Al mismo tiempo lleva de la mano al público lector por una sucesión de salones de espejos (no pun intended)
ÉSTA TAL VEZ SEA la máxima virtud de Membrana, y nuevamente aludo a Stanislaw Lem: en un panorama editorial donde las historias de ciencia ficción se multiplican para satisfacer el mercado voraz que exige abultadas sagas (cómo detesto el mal uso de este término), cuya vocación juvenil y apuesta por el asombro suele rayar en la frivolidad y la confección formulaica, Carrión presenta una narración contenida y cerebral, carente de tropos hollywoodescos, explosiones, tiros, naves espaciales y demás pirotecnia.
Obligados a establecer un símil musical, imagino los libros de los antecitados Andy Weir o Ernest Cline como discos de pop, bien facturado pero digerible, ambicioso pero concesivo con el público. Membrana, desde su título de sugerente viscosidad, semeja más un álbum de jazz, cuando no de música minimalista contemporánea, que en su aparente economía exige la atención y erudición de quien lo lee, a riesgo de extraviarse entre sus tegumentos coloidales. Viene a la memoria la respuesta de Alan Moore, cuando se le cuestionó sobre la complejidad del primer capítulo de Voice of The Fire, novela con la que debutó en prosa y el cual está escrito en balbuceos preverbales para describir los pensamientos de un homínido: “Yo quería ahuyentar a la pelusa”.

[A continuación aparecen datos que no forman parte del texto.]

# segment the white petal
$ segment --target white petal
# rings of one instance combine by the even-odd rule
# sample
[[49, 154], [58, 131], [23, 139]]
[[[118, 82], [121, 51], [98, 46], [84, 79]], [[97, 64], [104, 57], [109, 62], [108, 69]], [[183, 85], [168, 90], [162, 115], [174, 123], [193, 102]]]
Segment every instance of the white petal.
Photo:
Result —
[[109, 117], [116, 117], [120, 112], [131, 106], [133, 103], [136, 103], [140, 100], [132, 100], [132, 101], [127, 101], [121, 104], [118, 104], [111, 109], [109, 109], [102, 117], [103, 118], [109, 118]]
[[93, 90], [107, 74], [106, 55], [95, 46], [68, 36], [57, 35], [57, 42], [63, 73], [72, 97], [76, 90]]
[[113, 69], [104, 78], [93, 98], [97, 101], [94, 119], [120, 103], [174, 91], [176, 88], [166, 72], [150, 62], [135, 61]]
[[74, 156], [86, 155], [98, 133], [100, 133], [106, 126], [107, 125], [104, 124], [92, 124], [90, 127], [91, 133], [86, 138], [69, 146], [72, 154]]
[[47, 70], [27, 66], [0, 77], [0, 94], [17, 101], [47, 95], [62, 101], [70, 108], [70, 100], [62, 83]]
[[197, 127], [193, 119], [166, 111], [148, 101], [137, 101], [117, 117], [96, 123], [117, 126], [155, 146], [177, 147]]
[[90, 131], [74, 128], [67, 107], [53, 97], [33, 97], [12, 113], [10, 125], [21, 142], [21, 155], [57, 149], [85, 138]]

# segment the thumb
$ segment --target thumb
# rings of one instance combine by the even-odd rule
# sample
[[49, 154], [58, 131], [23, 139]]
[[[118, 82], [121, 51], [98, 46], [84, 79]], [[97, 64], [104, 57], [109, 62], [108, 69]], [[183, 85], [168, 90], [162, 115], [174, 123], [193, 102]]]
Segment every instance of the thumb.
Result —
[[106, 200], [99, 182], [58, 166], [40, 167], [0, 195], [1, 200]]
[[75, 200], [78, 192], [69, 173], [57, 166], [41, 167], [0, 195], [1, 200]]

Brillante en su concepción, ejecutada con la parquedad de quien programa un código binario, en donde no puede sobrar ni una línea, acaso demasiado intelectual para el público habitual del género y excesivamente freak para aquellos ajenos a la narrativa especulativa, Membrana se erige como un artefacto complejo de difícil clasificación, transgresor hacia ambos campos, el de la literatura formal, lo que quiera que este término signifique, y el de los subgéneros. Pero justamente en su naturaleza intersticial construye un estuario narrativo que habrá de fascinar a quien se anime a aventurarse en las entrañas de este edificio virtual, dicho en la acepción más extensa del adjetivo, a explorar sus salas y los objetos que se exhiben al interior de sus páginas. Imposible salir incólume de este museo.
Y si Carrión está destinado a engrosar el aún magro grupo de autores de ciencia ficción en castellano que goza de respetabilidad literaria, será con sobrados méritos slipstreamosos. Que su influencia cunda en ambas orillas de los océanos Atlántico y literario. Nosotras nos entendemos.
Nota
1 Como una forma de respeto al público, el título de este texto no aludirá al de la novela de Philip K. Dick que inspiró Blade Runner.